A study has revealed that babies delivered by elective caesarean section around term face up to four times the risk of breathing problems as compared with babies delivered vaginally or by emergency caesarean section.
The study, conducted by researchers at the Aarhus University Hospital in Denmark, stated that the exact reasons for this are unknown, but one explanation is that hormonal and physiological changes associated with labour are necessary for lungs to mature and that these changes may not be present in infants delivered by elective caesarean section.
Gestational age at the time of elective caesarean section may also be important.
In the study, the scientists investigated the association between elective caesarean sections and newborn respiratory problems. They also analysed the importance of timing of elective caesarean sections, reports British Medical Journal.

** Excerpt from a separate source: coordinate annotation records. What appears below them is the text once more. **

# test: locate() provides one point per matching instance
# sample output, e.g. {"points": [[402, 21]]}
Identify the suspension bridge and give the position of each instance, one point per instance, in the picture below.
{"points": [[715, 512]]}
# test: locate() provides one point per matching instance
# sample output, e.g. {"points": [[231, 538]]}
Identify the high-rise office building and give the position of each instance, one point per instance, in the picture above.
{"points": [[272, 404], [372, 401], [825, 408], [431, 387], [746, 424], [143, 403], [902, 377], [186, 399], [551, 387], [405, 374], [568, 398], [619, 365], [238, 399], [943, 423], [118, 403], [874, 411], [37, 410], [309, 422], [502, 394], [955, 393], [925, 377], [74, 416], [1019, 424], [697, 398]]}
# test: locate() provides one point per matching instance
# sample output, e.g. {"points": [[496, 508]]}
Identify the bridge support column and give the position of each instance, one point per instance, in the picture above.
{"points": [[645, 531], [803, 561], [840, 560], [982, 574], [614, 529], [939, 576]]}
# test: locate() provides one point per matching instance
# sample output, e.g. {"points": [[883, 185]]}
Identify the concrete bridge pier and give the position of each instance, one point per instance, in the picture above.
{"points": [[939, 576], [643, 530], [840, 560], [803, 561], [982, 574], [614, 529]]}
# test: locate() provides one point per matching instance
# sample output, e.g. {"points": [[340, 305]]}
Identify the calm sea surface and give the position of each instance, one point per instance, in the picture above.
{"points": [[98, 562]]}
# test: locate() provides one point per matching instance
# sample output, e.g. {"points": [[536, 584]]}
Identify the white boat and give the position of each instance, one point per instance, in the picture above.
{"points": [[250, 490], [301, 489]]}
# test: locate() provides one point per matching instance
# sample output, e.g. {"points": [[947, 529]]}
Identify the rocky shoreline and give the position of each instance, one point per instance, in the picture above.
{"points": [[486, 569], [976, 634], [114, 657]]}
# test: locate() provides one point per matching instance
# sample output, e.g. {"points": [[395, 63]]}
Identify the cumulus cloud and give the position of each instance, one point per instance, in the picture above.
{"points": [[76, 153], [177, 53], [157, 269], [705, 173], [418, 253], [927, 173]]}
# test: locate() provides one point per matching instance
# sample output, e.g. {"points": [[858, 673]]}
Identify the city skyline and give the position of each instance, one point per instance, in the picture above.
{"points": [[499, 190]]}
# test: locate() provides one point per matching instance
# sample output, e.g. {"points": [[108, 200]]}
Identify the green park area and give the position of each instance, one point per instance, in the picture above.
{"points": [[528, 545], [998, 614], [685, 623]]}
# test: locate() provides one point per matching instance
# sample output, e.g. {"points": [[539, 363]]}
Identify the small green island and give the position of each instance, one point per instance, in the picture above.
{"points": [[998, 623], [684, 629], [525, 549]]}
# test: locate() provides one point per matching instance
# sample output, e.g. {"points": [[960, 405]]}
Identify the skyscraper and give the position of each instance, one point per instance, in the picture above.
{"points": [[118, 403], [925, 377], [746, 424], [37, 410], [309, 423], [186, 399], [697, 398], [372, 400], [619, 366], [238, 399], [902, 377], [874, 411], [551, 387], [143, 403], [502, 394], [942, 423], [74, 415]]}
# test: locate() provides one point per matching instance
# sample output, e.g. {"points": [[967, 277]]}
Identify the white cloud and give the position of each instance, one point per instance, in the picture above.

In the main analysis over 34,000 live born singleton babies without birth defects and with gestational ages of 37 to 41 weeks were included.
Deliveries were categorised into two groups: elective caesarean section and intended vaginal delivery i.e. all vaginal deliveries and emergency caesarean sections.
Factors such as maternal smoking and alcohol intake during pregnancy, maternal body mass index, maternal age and education, were also taken into account because they could affect the results.
2,687 infants were delivered by elective caesarean section. Compared with infants intended for vaginal delivery, infants delivered by elective caesarean section were found to have an increased risk of general respiratory problems.
A nearly fourfold increased risk was found at 37 weeks gestation, a threefold increase in risk at 38 weeks gestation, and a doubling of risk in infants delivered at 39 weeks gestation.
The analyses after restriction to low risk pregnancies revealed slightly smaller risk estimates at 37 weeks gestation but essentially unchanged estimates at 38 and 39 weeks gestation for serious respiratory problems, whereas the estimates remained unchanged at all gestational ages for general respiratory problems.
The researchers said that babies delivered by elective caesarean section at 37 to 39 weeks of gestation carried a two to fourfold increased risk of respiratory morbidity compared with babies delivered by intended vaginal delivery.
They suggested that a significant reduction in neonatal respiratory morbidity might be obtained if elective caesarean section is postponed until 39 completed weeks of gestation.
The study is published in the British Medical Journal.